Son criterios que niegan el empoderamiento femenino en la sexualidad y, por ende, limitan la práctica de algunos derechos sexuales y reproductivos.
En un artículo sobre el tema, la escritora mexicana Luza Alvarado explica: «El meollo del asunto está en el miedo que nos provoca aceptar que la mujer es un sujeto deseante (…). Durante siglos, la mujer fue educada para ser un objeto pasivo, cuyo deseo solo era legítimo cuando se ponía en función del deseo masculino. Ese esquema persiste en nuestro inconsciente colectivo a través de prejuicios y reglas no escritas como “los condones le tocan a él”».
Así se deja a los hombres la responsabilidad de comprarlos, abrirlos, ponerlos, evitar derrames o rompimientos y botarlos a la basura. Sin embargo, algunos declaran su rechazo, al alegar que no experimentan las mismas sensaciones o que les hacen daño. Y como ellas se ven sin alternativas, ceden ante esas excusas y se aventuran en un juego de la ruleta rusa cuyo precio puede ser un embarazo no deseado y hasta una infección de transmisión sexual.
Estudios realizados en México en 2010 revelan que el 83 por ciento de las mujeres de ese país no compra o carga un condón por prejuicios sociales. Ellas temen ser consideradas «mujeres fáciles», lo cual contradice la dificultad que implica muchas veces exigir al hombre un coito responsable.
«El condón evita el intercambio de fluidos entre el pene y la vagina, los cuales no solo pueden transmitir el VIH, sino también otras infecciones como el papiloma virus, causa frecuente de cáncer cérvicouterino», comenta la psicóloga cienfueguera Yanisuleidy Tamayo Días, quien recomienda el uso de este método de barrera incluso en parejas estables.
«A pesar de los mitos, el bajo número de mujeres diagnosticadas con VIH, en comparación con el de los hombres, refleja que las cubanas sí se protegen. La mayoría de los casos se dan en las casadas, quienes adquieren la enfermedad con sus parejas estables. Varias encuestas así lo confirman», explica la especialista.
Ese es el precio de los estereotipos culturales que aún regulan la conducta femenina. Cuesta mucho no confiar en la apariencia o la palabra de nuestra pareja, pero es preciso tomar la iniciativa en materia de precauciones.
La escritora Luza Alvarado así lo resume: «Todo ejercicio de libertad implica una toma de responsabilidad. (…) Siento que si algo puede prevalecer en el tiempo como un valor positivo y transversal, es el cuidado personal de la salud, que en el caso de la vida sexual se convierte en un cuidado del otro, de la comunidad y de la sociedad.
«La mayor ventaja es que funciona como un seguro de vida: si el hombre no lleva condones y ambos tenemos ganas, no pongo mi salud sexual en sus manos. No importa si se trata de sexo casual o de una relación más seria, la vida es lo que está en juego y si uno se cuida está cuidando al otro, a sus potenciales otras y a los potenciales otros de ellas… O sea, cuidarse es cuidar a todos».
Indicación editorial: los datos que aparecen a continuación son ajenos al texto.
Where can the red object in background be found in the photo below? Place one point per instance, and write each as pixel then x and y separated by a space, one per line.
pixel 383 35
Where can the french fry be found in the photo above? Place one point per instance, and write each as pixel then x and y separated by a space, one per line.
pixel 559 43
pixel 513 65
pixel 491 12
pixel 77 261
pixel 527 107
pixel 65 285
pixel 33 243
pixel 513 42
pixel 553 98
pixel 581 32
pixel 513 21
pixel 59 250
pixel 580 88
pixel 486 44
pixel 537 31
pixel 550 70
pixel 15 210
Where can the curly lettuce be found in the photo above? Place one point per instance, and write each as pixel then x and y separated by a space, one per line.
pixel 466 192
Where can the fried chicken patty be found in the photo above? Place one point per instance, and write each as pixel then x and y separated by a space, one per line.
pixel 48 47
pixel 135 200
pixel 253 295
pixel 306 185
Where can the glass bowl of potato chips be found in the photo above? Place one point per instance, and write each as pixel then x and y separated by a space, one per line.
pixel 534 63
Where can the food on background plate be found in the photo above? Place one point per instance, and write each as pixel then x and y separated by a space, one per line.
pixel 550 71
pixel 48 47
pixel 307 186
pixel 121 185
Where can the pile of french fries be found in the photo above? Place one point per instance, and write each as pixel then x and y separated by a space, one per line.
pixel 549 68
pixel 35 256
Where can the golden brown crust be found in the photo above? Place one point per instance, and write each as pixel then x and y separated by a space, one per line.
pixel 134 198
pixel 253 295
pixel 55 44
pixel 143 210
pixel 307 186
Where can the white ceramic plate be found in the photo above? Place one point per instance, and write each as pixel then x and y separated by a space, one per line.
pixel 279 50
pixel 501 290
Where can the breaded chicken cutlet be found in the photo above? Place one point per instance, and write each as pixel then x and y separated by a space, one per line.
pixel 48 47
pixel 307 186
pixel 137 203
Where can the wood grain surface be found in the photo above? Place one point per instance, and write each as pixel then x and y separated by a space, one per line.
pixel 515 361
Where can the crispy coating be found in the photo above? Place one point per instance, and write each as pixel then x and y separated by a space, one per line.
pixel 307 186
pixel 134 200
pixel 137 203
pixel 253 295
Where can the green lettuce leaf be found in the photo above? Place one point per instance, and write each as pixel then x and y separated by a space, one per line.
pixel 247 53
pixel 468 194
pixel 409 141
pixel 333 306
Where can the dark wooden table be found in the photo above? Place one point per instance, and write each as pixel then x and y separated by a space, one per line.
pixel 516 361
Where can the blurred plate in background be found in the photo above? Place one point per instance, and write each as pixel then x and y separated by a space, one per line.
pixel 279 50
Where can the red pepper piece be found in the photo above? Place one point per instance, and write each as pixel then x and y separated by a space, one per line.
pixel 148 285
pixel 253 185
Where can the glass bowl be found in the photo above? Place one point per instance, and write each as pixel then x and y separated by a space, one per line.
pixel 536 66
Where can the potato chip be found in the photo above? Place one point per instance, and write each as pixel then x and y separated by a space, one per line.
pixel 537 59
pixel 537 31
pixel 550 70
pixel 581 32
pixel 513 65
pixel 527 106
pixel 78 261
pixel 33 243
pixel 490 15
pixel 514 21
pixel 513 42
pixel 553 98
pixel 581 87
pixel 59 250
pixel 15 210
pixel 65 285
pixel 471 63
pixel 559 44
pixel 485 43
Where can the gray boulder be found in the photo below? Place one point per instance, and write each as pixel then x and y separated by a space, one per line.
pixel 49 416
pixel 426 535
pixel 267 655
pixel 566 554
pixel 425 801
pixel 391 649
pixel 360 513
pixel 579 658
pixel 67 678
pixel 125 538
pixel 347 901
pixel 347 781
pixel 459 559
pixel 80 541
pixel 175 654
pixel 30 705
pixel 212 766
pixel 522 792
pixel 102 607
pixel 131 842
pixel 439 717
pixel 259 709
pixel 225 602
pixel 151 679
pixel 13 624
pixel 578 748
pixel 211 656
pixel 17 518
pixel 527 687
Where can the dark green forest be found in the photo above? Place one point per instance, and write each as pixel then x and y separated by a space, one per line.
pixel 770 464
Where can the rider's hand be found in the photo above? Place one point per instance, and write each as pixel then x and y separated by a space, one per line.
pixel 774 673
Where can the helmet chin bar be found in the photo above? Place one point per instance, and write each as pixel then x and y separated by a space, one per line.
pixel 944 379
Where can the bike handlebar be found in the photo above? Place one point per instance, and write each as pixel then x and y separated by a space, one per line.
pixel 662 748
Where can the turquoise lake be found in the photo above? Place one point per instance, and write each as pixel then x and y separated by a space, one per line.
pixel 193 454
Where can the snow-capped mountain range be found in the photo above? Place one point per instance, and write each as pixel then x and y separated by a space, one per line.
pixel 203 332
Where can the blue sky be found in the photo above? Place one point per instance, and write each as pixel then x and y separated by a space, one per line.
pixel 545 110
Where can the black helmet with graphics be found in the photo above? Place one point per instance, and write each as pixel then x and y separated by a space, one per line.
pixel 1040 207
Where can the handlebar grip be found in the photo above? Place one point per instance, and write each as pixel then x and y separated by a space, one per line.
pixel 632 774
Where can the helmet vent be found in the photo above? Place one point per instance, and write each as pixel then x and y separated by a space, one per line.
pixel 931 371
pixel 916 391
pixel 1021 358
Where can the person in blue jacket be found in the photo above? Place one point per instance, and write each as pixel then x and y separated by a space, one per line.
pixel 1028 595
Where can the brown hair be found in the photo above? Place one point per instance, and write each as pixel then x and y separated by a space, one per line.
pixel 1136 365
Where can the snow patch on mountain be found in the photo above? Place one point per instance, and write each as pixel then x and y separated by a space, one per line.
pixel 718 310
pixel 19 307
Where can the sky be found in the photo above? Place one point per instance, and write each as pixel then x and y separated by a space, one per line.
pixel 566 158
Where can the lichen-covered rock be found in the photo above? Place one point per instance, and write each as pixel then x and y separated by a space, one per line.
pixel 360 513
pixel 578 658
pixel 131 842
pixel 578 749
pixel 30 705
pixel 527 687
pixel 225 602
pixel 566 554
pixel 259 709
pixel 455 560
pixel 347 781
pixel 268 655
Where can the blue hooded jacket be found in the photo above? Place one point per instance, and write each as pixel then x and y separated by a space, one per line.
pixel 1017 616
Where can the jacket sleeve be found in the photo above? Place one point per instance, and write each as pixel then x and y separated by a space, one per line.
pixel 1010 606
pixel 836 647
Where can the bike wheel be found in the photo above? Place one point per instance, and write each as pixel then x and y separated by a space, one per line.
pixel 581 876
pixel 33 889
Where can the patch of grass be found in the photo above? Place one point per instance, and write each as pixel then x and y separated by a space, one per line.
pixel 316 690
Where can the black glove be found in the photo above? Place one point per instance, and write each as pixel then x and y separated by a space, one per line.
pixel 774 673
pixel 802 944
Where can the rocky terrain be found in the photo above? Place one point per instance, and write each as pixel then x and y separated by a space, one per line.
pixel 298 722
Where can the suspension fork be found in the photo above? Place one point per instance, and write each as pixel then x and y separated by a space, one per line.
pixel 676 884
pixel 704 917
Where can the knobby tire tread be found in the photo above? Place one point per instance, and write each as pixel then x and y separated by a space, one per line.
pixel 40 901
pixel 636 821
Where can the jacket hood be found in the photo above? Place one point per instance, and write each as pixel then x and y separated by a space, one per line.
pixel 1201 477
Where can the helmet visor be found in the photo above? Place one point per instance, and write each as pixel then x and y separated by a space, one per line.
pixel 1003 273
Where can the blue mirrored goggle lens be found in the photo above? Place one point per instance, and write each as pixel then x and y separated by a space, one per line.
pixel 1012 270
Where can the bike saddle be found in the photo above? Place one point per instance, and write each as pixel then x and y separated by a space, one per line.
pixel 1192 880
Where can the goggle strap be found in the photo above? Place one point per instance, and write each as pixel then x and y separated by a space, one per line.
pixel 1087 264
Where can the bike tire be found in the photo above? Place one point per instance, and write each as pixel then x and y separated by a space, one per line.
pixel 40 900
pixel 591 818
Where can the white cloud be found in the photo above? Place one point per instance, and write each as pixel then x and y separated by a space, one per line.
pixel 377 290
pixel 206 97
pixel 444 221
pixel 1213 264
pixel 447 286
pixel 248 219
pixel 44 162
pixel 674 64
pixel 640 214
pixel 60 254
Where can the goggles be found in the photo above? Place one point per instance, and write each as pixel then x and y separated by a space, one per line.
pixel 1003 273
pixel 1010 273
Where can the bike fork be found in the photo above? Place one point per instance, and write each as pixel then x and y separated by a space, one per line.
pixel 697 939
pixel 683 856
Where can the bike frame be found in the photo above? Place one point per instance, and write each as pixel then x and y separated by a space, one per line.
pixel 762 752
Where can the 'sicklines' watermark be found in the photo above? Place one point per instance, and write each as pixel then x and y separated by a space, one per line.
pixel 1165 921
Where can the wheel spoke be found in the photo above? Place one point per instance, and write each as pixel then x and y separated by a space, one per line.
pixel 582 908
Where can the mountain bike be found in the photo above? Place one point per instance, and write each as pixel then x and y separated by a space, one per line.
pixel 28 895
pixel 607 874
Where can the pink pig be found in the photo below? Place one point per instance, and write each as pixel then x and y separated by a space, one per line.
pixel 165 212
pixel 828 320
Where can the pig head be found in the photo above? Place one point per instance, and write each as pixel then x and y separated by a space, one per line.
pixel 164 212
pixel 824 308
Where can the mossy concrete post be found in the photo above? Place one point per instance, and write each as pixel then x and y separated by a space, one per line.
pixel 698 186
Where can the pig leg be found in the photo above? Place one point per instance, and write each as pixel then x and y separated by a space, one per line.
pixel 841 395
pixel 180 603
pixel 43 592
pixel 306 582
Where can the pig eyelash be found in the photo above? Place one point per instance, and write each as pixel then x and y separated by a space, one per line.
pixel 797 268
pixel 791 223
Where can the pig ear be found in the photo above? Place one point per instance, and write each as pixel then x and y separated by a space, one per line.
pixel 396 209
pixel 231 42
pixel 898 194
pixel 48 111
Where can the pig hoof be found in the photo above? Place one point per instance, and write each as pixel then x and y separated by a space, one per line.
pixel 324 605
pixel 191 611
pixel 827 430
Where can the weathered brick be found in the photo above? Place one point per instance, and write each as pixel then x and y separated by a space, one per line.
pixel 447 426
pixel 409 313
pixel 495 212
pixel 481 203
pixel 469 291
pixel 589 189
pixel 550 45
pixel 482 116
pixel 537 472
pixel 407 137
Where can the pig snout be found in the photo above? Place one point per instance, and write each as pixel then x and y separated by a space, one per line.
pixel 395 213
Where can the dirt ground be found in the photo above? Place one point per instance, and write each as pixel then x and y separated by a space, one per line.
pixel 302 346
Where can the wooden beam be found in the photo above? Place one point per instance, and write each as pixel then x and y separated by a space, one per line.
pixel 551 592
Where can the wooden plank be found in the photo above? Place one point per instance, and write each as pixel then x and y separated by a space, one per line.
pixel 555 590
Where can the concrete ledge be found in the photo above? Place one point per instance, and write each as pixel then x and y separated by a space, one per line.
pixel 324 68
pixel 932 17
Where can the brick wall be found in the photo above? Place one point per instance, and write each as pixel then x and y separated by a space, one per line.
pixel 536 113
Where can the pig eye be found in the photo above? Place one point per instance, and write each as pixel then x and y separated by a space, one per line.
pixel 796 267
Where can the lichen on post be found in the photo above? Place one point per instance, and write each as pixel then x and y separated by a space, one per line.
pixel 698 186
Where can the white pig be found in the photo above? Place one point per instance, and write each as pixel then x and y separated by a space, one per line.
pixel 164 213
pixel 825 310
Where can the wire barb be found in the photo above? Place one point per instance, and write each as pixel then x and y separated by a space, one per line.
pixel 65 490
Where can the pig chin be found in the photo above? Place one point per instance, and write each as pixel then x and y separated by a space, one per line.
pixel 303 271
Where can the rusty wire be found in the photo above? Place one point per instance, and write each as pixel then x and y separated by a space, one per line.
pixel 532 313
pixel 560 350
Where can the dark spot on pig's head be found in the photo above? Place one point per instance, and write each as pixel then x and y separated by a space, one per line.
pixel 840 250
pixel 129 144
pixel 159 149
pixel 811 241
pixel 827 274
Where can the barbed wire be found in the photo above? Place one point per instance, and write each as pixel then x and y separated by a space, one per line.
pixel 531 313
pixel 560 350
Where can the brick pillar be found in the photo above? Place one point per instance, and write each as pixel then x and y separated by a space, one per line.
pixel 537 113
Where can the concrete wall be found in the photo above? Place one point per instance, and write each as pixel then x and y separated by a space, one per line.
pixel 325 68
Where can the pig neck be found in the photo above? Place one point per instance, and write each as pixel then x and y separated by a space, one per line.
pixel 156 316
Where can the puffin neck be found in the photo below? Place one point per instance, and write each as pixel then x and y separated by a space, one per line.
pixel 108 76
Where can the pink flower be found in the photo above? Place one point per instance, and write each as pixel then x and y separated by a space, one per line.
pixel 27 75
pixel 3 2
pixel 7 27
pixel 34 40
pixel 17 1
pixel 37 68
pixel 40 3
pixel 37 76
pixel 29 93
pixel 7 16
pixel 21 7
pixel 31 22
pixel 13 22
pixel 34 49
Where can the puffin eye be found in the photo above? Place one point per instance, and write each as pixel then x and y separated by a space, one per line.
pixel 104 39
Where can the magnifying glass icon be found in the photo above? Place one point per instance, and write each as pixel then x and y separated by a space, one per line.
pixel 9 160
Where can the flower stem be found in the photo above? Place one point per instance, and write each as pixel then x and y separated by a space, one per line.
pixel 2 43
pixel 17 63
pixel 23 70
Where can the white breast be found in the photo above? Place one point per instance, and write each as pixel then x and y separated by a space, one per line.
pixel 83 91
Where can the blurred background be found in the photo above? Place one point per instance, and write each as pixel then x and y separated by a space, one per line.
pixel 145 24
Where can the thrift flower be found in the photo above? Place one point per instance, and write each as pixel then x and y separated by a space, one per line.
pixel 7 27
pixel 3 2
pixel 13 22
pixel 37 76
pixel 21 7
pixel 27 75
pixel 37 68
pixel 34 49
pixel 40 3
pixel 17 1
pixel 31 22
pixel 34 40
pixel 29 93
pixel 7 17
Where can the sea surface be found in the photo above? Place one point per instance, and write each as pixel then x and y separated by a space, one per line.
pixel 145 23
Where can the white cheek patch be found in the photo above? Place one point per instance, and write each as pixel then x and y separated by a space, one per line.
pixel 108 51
También en Cuba muchas sienten cierta aprensión hacia el acto de adquirir condones. Para ellas traemos algunos trucos, como pedirle a una o dos amigas que la acompañen, comprarlos junto a otros medicamentos, buscar un lugar donde sea un hombre quien despache y procurar horarios de poca afluencia de público (primeras horas de la mañana o en la noche).
El mejor consejo es recordar siempre que esa acción te muestra como una mujer responsable, consciente de los riesgos que asumes, y que para ti protegerte no es apenas una opción, sino una obligación vital.